Les informations recueillies confirment l’existence de ce trafic, malgré que la police semble prendre à la légère ce phénomène : « En moins de 24 heures, la police est passée de 2 à 267 victimes. Cela depuis le 19 Avril 2016 sans aucun détail fourni par la police », indique le président du FOCODE. L’association de son côté a pu répertorier « au moins 225 départs des filles et femmes » vers l’Arabie Saoudite et Oman dans la période de deux semaines seulement. « Du 3 au 1O juin, 87 filles sont parties en Oman, 89 en Arabie Saoudite sur les vols KQ 448 et ET806 » précise toujours cette enquête. Pour la semaine du 11 au 15 juin, 40 filles sont parties en Oman sur les vols KQ448.

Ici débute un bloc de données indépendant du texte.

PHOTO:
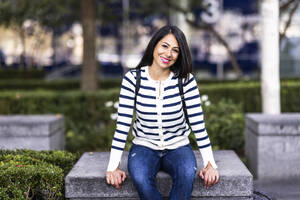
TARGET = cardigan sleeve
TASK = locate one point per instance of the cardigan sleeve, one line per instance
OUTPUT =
(124, 119)
(196, 119)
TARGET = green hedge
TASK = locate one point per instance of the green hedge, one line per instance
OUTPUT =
(88, 122)
(27, 174)
(249, 95)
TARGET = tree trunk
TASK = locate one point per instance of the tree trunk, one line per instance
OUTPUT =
(270, 80)
(89, 66)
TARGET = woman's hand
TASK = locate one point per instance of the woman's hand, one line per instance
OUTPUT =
(209, 175)
(115, 178)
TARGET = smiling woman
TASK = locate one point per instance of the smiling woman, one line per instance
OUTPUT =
(161, 130)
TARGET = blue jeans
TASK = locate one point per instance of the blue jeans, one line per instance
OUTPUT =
(144, 163)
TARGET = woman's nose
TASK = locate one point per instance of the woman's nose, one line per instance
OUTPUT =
(168, 53)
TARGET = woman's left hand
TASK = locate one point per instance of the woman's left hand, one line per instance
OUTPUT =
(209, 175)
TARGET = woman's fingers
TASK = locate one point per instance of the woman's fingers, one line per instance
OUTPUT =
(123, 176)
(201, 174)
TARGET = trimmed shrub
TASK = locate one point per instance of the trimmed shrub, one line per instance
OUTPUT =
(88, 122)
(27, 174)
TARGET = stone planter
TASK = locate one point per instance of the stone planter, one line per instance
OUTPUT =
(36, 132)
(273, 145)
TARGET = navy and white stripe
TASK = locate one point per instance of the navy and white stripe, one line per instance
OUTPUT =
(160, 122)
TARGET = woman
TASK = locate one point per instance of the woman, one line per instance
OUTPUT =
(160, 129)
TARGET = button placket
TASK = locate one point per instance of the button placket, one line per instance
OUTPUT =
(159, 112)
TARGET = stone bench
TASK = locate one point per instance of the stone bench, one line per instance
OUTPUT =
(272, 146)
(86, 181)
(36, 132)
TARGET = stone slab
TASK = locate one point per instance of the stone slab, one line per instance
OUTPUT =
(279, 189)
(272, 146)
(267, 124)
(87, 179)
(36, 132)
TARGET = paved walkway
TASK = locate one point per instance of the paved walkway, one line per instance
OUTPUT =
(279, 190)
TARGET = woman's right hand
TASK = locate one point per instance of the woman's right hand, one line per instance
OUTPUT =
(115, 178)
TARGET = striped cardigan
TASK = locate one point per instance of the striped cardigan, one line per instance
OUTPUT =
(160, 122)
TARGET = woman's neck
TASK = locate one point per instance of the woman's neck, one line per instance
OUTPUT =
(158, 74)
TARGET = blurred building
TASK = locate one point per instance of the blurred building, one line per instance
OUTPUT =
(121, 48)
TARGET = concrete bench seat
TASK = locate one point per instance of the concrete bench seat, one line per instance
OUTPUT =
(36, 132)
(86, 181)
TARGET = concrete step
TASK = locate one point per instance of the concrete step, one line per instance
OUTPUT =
(86, 181)
(36, 132)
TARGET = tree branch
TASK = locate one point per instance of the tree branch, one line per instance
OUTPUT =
(286, 5)
(288, 23)
(219, 38)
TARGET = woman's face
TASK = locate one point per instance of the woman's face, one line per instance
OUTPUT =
(166, 52)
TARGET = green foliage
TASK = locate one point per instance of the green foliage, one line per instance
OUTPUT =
(225, 125)
(89, 126)
(49, 13)
(27, 174)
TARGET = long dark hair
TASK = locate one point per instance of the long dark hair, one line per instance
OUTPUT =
(183, 65)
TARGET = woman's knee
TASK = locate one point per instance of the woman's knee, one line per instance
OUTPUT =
(139, 176)
(187, 174)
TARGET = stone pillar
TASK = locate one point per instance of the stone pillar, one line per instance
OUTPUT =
(273, 145)
(36, 132)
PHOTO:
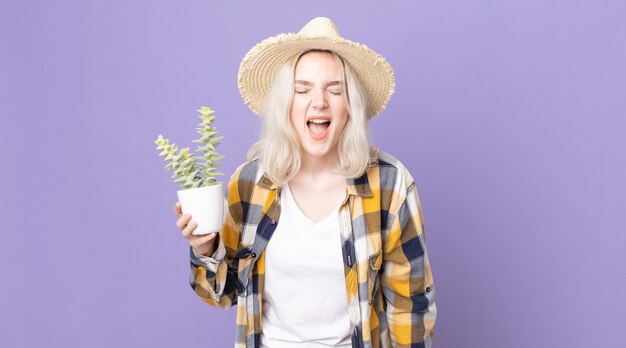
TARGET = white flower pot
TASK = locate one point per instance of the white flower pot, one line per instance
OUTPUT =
(206, 206)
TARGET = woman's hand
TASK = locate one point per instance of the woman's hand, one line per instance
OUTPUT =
(203, 245)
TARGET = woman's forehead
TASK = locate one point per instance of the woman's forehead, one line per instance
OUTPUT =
(315, 66)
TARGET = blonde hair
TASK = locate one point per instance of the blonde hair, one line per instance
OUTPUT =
(279, 150)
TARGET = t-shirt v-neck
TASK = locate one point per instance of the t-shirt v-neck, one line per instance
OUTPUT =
(304, 298)
(295, 209)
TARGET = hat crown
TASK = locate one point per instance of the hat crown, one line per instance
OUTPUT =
(320, 27)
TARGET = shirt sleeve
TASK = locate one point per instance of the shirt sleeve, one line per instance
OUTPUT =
(214, 278)
(407, 281)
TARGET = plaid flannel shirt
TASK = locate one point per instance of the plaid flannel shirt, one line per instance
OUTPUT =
(389, 284)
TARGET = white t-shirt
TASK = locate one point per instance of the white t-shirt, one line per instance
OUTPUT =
(304, 294)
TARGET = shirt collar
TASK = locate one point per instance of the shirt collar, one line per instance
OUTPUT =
(356, 186)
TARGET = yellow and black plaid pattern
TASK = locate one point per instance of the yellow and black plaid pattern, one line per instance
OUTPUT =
(389, 283)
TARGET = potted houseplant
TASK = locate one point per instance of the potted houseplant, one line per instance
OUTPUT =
(200, 194)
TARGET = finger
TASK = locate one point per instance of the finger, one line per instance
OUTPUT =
(187, 231)
(178, 209)
(183, 221)
(201, 240)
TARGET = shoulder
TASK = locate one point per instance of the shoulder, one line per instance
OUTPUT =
(391, 171)
(248, 171)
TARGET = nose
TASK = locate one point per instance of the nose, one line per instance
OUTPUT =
(318, 100)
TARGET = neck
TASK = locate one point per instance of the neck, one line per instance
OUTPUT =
(312, 166)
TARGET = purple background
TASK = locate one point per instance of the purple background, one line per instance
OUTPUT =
(509, 114)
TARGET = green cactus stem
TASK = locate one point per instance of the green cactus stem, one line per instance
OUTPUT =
(188, 172)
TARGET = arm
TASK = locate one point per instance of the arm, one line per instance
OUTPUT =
(214, 278)
(407, 280)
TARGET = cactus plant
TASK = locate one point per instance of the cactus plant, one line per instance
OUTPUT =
(188, 172)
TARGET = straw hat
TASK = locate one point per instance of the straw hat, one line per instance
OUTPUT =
(262, 62)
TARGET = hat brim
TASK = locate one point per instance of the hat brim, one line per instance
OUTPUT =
(262, 62)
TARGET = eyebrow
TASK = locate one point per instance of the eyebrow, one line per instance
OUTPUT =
(331, 83)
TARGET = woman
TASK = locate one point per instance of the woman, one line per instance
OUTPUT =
(323, 244)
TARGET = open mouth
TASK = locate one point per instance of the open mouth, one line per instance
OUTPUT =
(318, 127)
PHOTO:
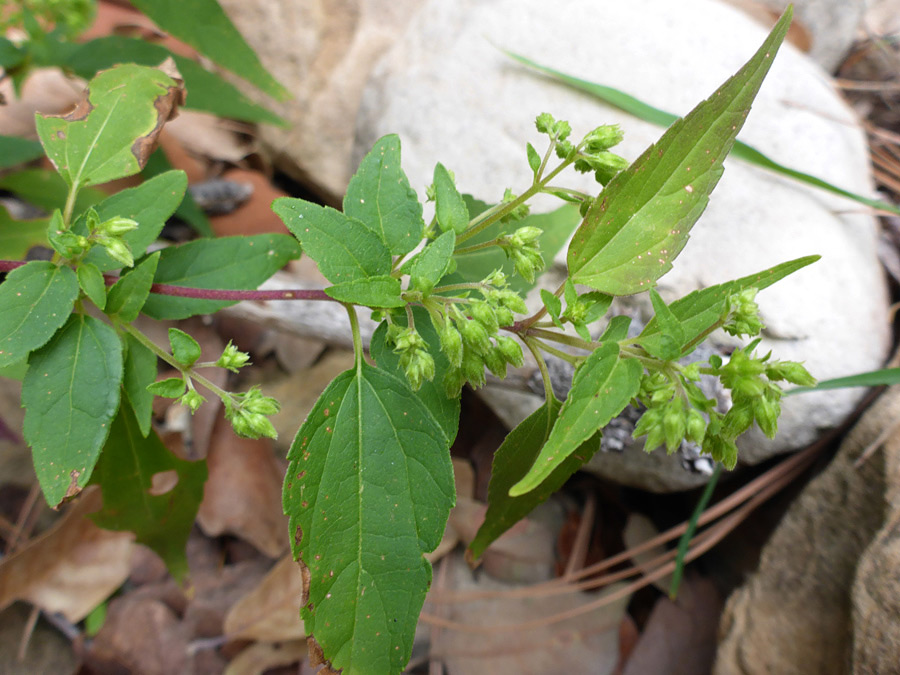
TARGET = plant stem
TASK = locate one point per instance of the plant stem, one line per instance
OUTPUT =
(168, 358)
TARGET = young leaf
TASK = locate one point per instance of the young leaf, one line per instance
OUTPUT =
(126, 472)
(130, 292)
(380, 197)
(343, 247)
(205, 26)
(603, 385)
(91, 281)
(431, 264)
(150, 204)
(228, 262)
(35, 300)
(15, 150)
(621, 249)
(699, 310)
(96, 143)
(444, 409)
(368, 492)
(449, 206)
(70, 395)
(139, 373)
(18, 236)
(511, 461)
(380, 291)
(209, 92)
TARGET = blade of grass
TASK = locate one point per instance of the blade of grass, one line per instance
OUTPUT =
(648, 113)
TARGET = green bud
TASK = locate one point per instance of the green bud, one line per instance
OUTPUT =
(451, 344)
(511, 351)
(117, 226)
(192, 400)
(232, 359)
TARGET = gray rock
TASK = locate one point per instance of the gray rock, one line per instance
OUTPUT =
(454, 97)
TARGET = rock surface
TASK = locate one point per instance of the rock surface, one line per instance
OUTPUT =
(454, 97)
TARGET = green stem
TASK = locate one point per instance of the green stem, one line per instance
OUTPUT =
(168, 358)
(685, 541)
(357, 337)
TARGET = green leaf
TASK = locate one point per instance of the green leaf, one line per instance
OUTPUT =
(228, 262)
(511, 461)
(35, 300)
(203, 25)
(699, 310)
(126, 472)
(150, 204)
(185, 349)
(603, 385)
(380, 291)
(171, 387)
(366, 501)
(343, 247)
(444, 409)
(642, 219)
(71, 394)
(187, 210)
(91, 281)
(18, 236)
(432, 262)
(96, 142)
(208, 92)
(47, 190)
(140, 372)
(450, 207)
(380, 197)
(15, 150)
(129, 294)
(556, 226)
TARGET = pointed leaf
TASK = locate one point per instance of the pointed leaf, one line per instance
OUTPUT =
(368, 491)
(35, 300)
(603, 385)
(126, 298)
(343, 247)
(642, 219)
(449, 206)
(228, 262)
(380, 291)
(131, 501)
(91, 281)
(97, 142)
(699, 310)
(140, 372)
(431, 264)
(150, 204)
(71, 394)
(380, 197)
(205, 26)
(511, 462)
(445, 409)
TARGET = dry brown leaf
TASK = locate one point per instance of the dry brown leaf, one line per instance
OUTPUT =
(260, 657)
(72, 567)
(271, 611)
(242, 495)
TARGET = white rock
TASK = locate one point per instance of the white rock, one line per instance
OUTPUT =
(454, 97)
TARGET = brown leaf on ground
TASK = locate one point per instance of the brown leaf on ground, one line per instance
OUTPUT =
(587, 643)
(72, 567)
(243, 492)
(259, 658)
(271, 611)
(680, 636)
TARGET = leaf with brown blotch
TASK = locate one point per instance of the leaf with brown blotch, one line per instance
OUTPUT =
(72, 567)
(112, 131)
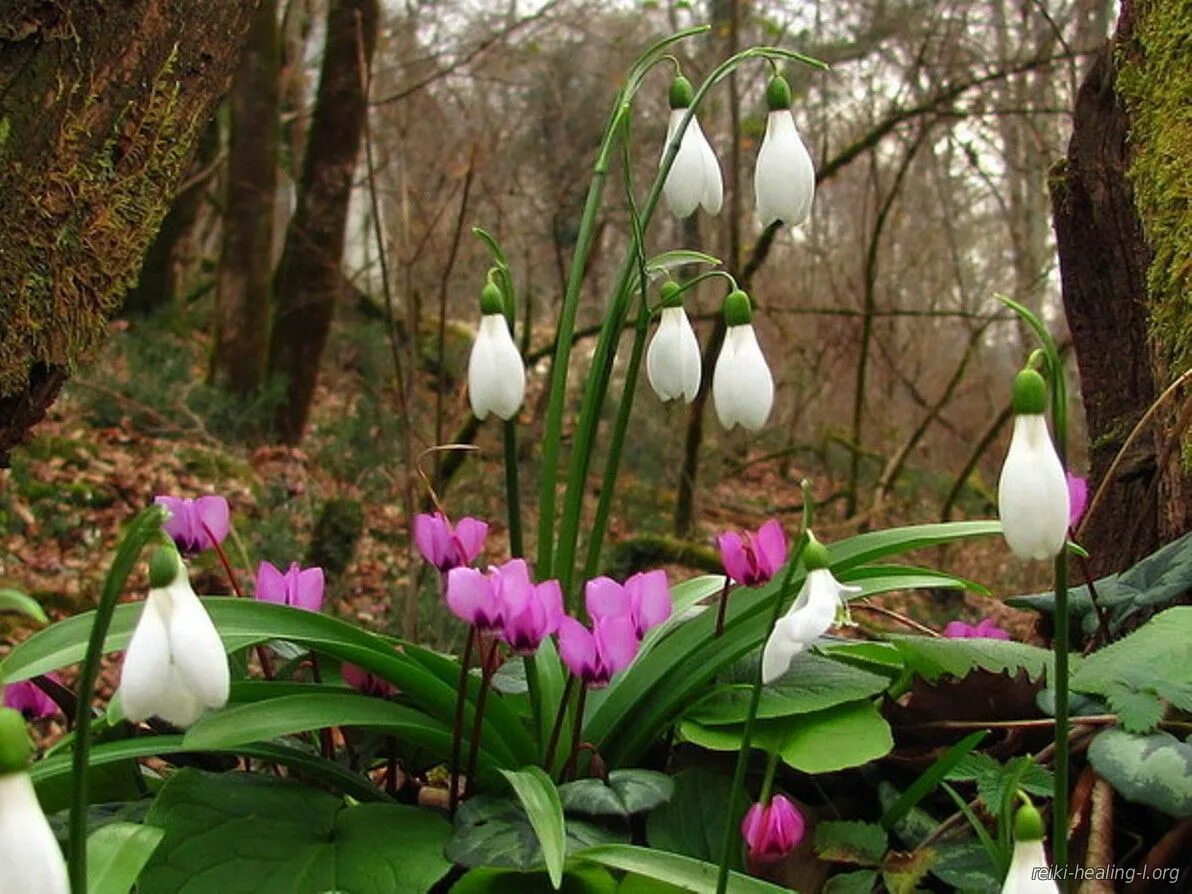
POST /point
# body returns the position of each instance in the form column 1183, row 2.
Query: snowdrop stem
column 458, row 725
column 144, row 528
column 557, row 730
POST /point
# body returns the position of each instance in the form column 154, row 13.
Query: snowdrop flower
column 1029, row 873
column 672, row 359
column 30, row 858
column 447, row 546
column 694, row 178
column 773, row 831
column 742, row 385
column 196, row 525
column 819, row 602
column 300, row 588
column 175, row 666
column 784, row 178
column 496, row 373
column 1032, row 491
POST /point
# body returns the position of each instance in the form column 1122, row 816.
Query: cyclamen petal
column 784, row 177
column 742, row 385
column 1032, row 492
column 496, row 373
column 672, row 359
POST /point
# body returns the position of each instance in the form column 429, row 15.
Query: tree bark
column 309, row 281
column 100, row 109
column 246, row 265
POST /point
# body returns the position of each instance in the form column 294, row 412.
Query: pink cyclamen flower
column 985, row 629
column 532, row 612
column 774, row 831
column 196, row 525
column 756, row 558
column 1078, row 498
column 447, row 546
column 29, row 699
column 596, row 656
column 366, row 682
column 644, row 597
column 300, row 588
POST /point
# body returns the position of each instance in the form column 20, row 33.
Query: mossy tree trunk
column 309, row 280
column 246, row 262
column 100, row 109
column 1121, row 211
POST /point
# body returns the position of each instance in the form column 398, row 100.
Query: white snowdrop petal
column 1032, row 492
column 30, row 858
column 784, row 177
column 198, row 652
column 496, row 374
column 146, row 672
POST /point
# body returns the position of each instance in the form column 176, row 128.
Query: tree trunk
column 246, row 264
column 100, row 110
column 309, row 280
column 1104, row 261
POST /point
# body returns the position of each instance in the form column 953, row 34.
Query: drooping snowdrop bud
column 672, row 359
column 809, row 618
column 784, row 178
column 742, row 385
column 694, row 178
column 30, row 857
column 175, row 666
column 1032, row 491
column 496, row 373
column 1029, row 873
column 773, row 831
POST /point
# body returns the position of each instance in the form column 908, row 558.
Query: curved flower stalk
column 694, row 178
column 742, row 385
column 773, row 831
column 1029, row 871
column 784, row 178
column 674, row 365
column 30, row 858
column 445, row 545
column 496, row 373
column 196, row 525
column 299, row 588
column 175, row 666
column 817, row 608
column 1032, row 491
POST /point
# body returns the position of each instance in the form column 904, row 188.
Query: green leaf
column 812, row 683
column 540, row 800
column 576, row 880
column 693, row 821
column 116, row 855
column 496, row 832
column 627, row 792
column 1155, row 770
column 287, row 714
column 683, row 873
column 241, row 833
column 932, row 657
column 851, row 842
column 1154, row 662
column 23, row 604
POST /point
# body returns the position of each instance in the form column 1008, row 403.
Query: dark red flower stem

Le FOCODE souligne cependant que ces trafiquants travaillent souvent avec les individus isolés qui sont en contact avec les personnes vivant en Oman et en Arabie Saoudite, ceux qui sont connectés aux agences omanaises et saoudiennes en charge du recrutement des femmes de ménages et des individus très connus dans le monde musulman. « L’autre catégorie est celle des réseaux kenyans qui ont décidé de se rabattre sur le Burundi après l’interdiction du trafic des filles en Ethiopie, au Kenya et en Ouganda », révèle cette enquête tout en indiquant qu’il y’a aussi d’autres trafiquants qui sont parvenus à se faire enregistrer comme société.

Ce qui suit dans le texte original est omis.